Kolby, a 20-year-old female llama, was caught by Fairfax County Animal Protection Police near Popes Head Road Sunday evening (Dec. 18) after escaping her enclosure.
A combination of overhead and body camera footage shared by the Fairfax County Police Department shows officers chasing the animal in a wooded area before managing to corral her.
“A passerby saw a llama out for a jog on the Fairfax County Pkwy near Popes Head Road,” the department said. “After eluding our officers, the llama was found in a backyard and safely taken secured by APP.”
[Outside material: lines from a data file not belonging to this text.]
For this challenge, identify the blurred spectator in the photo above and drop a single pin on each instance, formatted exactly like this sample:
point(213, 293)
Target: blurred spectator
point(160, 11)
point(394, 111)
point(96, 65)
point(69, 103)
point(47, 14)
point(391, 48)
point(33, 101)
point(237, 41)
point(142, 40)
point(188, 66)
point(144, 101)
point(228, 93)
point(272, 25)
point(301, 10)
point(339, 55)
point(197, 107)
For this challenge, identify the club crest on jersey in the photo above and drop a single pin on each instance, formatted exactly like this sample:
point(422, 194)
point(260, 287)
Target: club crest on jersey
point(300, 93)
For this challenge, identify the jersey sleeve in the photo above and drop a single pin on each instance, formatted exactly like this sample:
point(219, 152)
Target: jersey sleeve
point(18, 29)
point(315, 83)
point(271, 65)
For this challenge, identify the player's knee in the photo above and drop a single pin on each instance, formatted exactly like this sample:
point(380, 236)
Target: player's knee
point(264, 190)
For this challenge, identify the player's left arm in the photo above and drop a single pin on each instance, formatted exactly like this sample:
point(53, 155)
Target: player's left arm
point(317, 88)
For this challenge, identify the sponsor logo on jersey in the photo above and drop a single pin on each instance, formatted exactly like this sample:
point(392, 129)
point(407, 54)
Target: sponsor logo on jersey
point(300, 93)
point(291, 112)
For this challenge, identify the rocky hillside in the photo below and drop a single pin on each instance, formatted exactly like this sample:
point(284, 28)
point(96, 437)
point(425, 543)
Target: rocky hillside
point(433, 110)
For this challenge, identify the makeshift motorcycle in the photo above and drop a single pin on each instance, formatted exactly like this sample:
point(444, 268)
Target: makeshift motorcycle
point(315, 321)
Llama Drama! Watch the full video here https://t.co/jacKulzGXU #FCPD
— Fairfax County Police (@FairfaxCountyPD) December 20, 2022
Police transported the animal to the Fairfax County Animal Shelter (4500 West Ox Road), where she got a temporary home in the facility’s barn.
“The llama was assessed by shelter staff and the shelter veterinarian and found to be in stable condition,” shelter director Reasa Currier told FFXnow. “The shelter staff provided her bedding, food, and water. Shelter staff immediately began searching for her family.”
To help locate a potential owner, the shelter turned to social media. Posts on Twitter and Facebook asking if anyone is “missing a llama” quickly gained traction.
“We have a stray llama” is the quote of 2022, and maybe a great way to summarize the overall year. https://t.co/QmTH7BRJa9
— Martin Austermuhle (@maustermuhle) December 20, 2022
It’s been a year for random animals roaming around the area – zebras in Prince George’s County, a black bear in Tysons Corner and now…?! https://t.co/8R77sBEddj
— Nicole Hawkins (@NicoleHawk) December 20, 2022
Namaste, llama stray 🦙 https://t.co/lYWj1hks24
— Council of DC (@councilofdc) December 20, 2022
In a welcome change of pace from previous unusual animal escapes in the D.C. region, Kolby’s adventure appears to have a happy ending: the shelter’s staff located her owner yesterday (Tuesday).
“He was eager to be reunited with his llama,” Currier said. “…Kolby received a lot of attention from the shelter staff and seemed to enjoy all of it.”
While not as common as horses or sheep, llamas are permitted as livestock in Fairfax County. The zoning ordinance allows up to five llamas per acre of land, provided the property is at least two acres in size — a rule that also applies to their cousins, alpacas.